AMY GOODMAN: And what about the fact that Israel has a nuclear bomb, perhaps many, perhaps hundreds?

SEYMOUR HERSH: Well I mean, prob--as you know, I wrote a book about Israel's bomb, what, 15 years ago, and -- and at that time it was 3-400, so we're talking about a country that could have 600. You know, Amy, you know it's funny, when I wrote that book, it was published in 1991, The Sampson Option. I ended up writing a little note about it saying that, you know, one of the problems you have is the West Bank is a big issue and the Palestinian issue, but even if we settle that issue, which I optimistically and stupidly thought could be done in the next decade. Once you got past the Palestinian issue, for the rest of the middle east there would be the issue of a nuclear armed Israel, sitting amid--amidst Arab countries with no nuclear weapons, that would be a huge issue. We haven't even gotten to the point of resolving the Palestinian question of this.

If somebody would’ve told me in 1991 we would still be fighting and we would still be in this terrible position we're in, in Palestine and the West Bank and Gaza, with the violence that's going on now, I would find it hard to believe. I don't know what it's going to take.

I thought the biggest news of the day – today--this morning I noticed it wasn't on the front pages of either the Times--The New York Times or The Washington Post, was the fact that the Syrian Ambassador -- or deputy—or Foreign Minister, Former Ambassador here, Waleed showed up in Iraq and there’s gonna be a conference between Iraq, Iran and Syria.

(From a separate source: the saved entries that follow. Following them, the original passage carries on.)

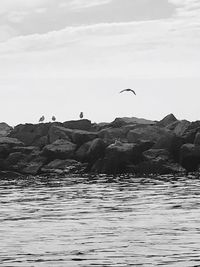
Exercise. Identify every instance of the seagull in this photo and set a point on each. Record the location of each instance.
(53, 118)
(42, 119)
(128, 90)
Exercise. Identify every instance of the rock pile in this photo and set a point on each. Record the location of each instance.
(124, 145)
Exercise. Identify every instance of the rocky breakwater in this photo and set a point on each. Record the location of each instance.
(126, 145)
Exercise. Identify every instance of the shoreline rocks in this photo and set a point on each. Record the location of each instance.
(126, 145)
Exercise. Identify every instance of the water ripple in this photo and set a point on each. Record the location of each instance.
(100, 221)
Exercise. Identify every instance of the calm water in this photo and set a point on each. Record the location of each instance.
(100, 221)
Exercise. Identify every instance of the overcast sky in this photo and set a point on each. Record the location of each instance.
(60, 57)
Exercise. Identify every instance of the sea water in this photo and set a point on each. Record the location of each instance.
(100, 221)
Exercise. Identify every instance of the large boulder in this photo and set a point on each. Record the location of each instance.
(157, 161)
(117, 157)
(58, 132)
(5, 129)
(60, 149)
(78, 137)
(83, 124)
(166, 121)
(109, 135)
(119, 122)
(171, 143)
(7, 145)
(191, 131)
(146, 133)
(91, 151)
(32, 134)
(62, 166)
(190, 157)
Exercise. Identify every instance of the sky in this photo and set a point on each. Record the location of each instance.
(61, 57)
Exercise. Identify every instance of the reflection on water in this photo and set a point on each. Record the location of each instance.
(100, 221)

If you’re going to resolve anything, I think anybody -- anybody that believes, that any plan, the ones that are being talked about now, the new plan that was reported this week in The Washington Post about what the Pentagon wants to do. I read about the same sort of idea, in the --this article, this week of that we have some elaborate new plan to save the day. Any plan that's going to be developed by -- in this country that calls -- that depends on either the Iraqi police or the Iraqi military to stand up, is a nonstarter.

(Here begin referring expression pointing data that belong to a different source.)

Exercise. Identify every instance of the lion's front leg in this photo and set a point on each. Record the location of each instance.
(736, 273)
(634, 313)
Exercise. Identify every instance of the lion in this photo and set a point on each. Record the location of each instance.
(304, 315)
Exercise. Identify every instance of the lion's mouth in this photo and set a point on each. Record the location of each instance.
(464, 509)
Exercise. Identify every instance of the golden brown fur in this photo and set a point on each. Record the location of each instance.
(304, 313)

So we have to really start thinking differently about Iraq, and any thought about bringing in, for example, the UN, or even some -- any other group, anybody that comes in to Iraq right now is going to be an outsider, is going to be a target, is going to be accused of being involved with collaborators by either the Sunnis or the Shiites. They're all going to be targeted. This country is really in bad shape.

One solution, obviously, it seems to me, is to do exactly what’s happening. The two countries that seem to have some standing with the insurgency, Syria and Iran, maybe can do something because they have one thing in common with a lot of the people of Iraq; they’re standing up to America. And it is going to be very hard for us to accept the notion that we can’t broker anything. Which, I think is much more likely than not. I think it’s gonna have to come from the other side, that is from the Iranian and Syrian side. Why should they want to see, a Somalia on their borders? They don’t. And so that’s to me, the most important story of the day.